Hey there, time traveller!
This article was published 13/2/2011 (2021 days ago), so information in it may no longer be current.
Water polo players have a saying, "Under water, no one can hear you scream."
It serves to illustrate that the game is one of the toughest -- if not the toughest -- sport around.
As if to back up the saying, several people at the Bushido Invitational Water Polo tournament Sunday at the Pan Am Pool had T-shirts that read, "If water polo was easy, it would have been called hockey".
In her own quiet way, 18-year-old Clair Davis is living testament to the toughness that water polo competitors display. Davis, who coached the under-12 co-ed team to a 9-2 win over Weyburn in their final yesterday morning, also plays the game with the Bushido senior women's team.
Oh, and by the way, she has cystic fibrosis. It's a chronic disease that affects the liver, lungs, pancreas and intestines. People with cystic fibrosis fight a buildup of mucus in their lungs.It has no cure.
The first-year University of Manitoba student agrees with the sport's tough reputation.
"It is very brutal, and like, there is a lot of grabbing, scratching and fighting going on under the water, but I really love it, its nice to get the aggression out sometimes."
Championship finals at the tournament were as follows: U-18 men, Regina 19 Bushido 9; U-18 women, Weyburn 8 Bushido 3; U-16 men, Bushido 12 Saskatchewan 10; U-16 women Bushido 4 Weyburn 2; U-14 boys, Regina 11 Bushido 4, U-14 girls Bushido 18 Regina 3; U-12 co-ed Bushido 9 Weyburn 2.
Oddly enough, the sometimes rough-and-tumble sport has proven to be therapeutic for Davis.

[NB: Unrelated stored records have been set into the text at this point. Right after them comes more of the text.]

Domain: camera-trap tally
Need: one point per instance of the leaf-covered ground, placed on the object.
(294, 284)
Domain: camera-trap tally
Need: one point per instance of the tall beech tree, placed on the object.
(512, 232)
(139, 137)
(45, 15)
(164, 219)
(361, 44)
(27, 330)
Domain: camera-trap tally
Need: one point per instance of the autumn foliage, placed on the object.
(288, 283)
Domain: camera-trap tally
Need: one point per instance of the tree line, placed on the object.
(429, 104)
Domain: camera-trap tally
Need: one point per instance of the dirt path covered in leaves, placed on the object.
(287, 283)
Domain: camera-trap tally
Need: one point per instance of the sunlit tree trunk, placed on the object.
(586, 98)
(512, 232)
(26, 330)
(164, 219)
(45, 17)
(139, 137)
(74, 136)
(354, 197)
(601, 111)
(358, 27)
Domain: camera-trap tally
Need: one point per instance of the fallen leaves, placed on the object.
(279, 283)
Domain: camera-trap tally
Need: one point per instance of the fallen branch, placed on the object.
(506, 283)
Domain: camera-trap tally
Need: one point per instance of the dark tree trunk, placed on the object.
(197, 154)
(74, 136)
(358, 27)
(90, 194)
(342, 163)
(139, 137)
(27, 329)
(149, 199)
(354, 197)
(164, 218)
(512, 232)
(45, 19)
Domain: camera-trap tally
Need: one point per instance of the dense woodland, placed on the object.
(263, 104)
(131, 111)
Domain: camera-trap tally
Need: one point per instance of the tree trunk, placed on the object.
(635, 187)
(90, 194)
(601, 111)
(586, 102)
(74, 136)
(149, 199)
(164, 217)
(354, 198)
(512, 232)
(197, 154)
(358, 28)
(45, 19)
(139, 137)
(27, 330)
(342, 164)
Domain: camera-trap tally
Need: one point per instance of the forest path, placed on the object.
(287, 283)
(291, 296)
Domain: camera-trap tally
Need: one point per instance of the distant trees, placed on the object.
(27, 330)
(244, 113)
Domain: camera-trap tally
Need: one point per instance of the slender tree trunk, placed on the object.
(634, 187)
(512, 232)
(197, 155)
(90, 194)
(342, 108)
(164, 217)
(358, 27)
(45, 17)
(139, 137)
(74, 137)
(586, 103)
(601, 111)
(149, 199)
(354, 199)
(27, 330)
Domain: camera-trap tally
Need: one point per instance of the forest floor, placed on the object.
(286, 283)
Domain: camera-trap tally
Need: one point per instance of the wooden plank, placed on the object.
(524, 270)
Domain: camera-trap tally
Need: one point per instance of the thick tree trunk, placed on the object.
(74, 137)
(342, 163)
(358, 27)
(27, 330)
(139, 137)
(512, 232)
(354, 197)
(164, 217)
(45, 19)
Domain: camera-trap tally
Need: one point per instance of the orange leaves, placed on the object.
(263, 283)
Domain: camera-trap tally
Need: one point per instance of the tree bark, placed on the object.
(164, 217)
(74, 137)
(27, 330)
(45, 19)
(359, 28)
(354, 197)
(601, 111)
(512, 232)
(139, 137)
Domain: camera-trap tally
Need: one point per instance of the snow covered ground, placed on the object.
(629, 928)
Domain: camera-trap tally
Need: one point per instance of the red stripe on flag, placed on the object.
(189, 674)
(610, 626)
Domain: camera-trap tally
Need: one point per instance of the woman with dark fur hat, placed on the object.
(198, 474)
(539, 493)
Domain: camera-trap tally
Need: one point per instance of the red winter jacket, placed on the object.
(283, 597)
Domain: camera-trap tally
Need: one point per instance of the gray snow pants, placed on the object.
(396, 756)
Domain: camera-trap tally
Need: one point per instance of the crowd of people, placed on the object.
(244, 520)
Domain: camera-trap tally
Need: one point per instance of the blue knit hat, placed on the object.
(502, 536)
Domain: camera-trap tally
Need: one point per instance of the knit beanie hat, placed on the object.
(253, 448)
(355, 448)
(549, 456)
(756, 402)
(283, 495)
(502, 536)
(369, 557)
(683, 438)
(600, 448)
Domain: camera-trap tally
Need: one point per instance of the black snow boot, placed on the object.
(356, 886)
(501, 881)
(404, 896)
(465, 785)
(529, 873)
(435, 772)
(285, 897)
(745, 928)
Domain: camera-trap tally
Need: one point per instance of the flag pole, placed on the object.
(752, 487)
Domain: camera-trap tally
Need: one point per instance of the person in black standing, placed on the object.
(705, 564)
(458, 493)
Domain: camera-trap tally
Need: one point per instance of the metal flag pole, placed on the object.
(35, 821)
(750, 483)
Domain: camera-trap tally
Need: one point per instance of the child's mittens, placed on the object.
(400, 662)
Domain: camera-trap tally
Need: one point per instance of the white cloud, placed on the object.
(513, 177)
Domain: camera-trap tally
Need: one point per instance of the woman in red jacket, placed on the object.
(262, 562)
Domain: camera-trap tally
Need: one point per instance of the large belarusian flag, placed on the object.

Her doctors have always told her that they approve of her playing the sport, as the exercise forces her to cough and thereby getting rid of the mucus from her lungs.
Her lungs will deteriorate regardless of what she does, because there is scarring and the tissue loses its elasticity as she gets older. However, by competing in an extremely high cardiovascular sport, she is able to keep her lungs cleared out.
Her doctors have, on occasion tried to reign in their patient, but to no avail. "Sometimes, I guess, my doctors have stepped in," said Davis Sunday. "Like last year right around the time of the nationals in Montreal, they didn't want me to go, and they didn't think I would be able to play. But I proved them wrong. I got into the water a little bit and got to play."
Davis's coach, Dave Hill, told the Free Press in 2007 that he marvelled at her determination.
"When you play a game that's an hour long, in the water for 10 or 12 minutes at a time without a break -- I know how hard it is, I played water polo. How someone can do that with an affliction that interferes with breathing, interferes with respiration, interferes with nutrition, it's so physically hard to do and I can't believe she does it," he said.
"But she does it, without complaining, and she's right in there. In a game, she's like anyone else. It boggles my mind."
Davis knows her limits. "I probably could never actually be on the national team, but I have never really expected to be there, or want to be there. But it really hasn't stopped me from doing anything. I just try my hardest and push through it. I haven't found anything yet that I couldn't push through."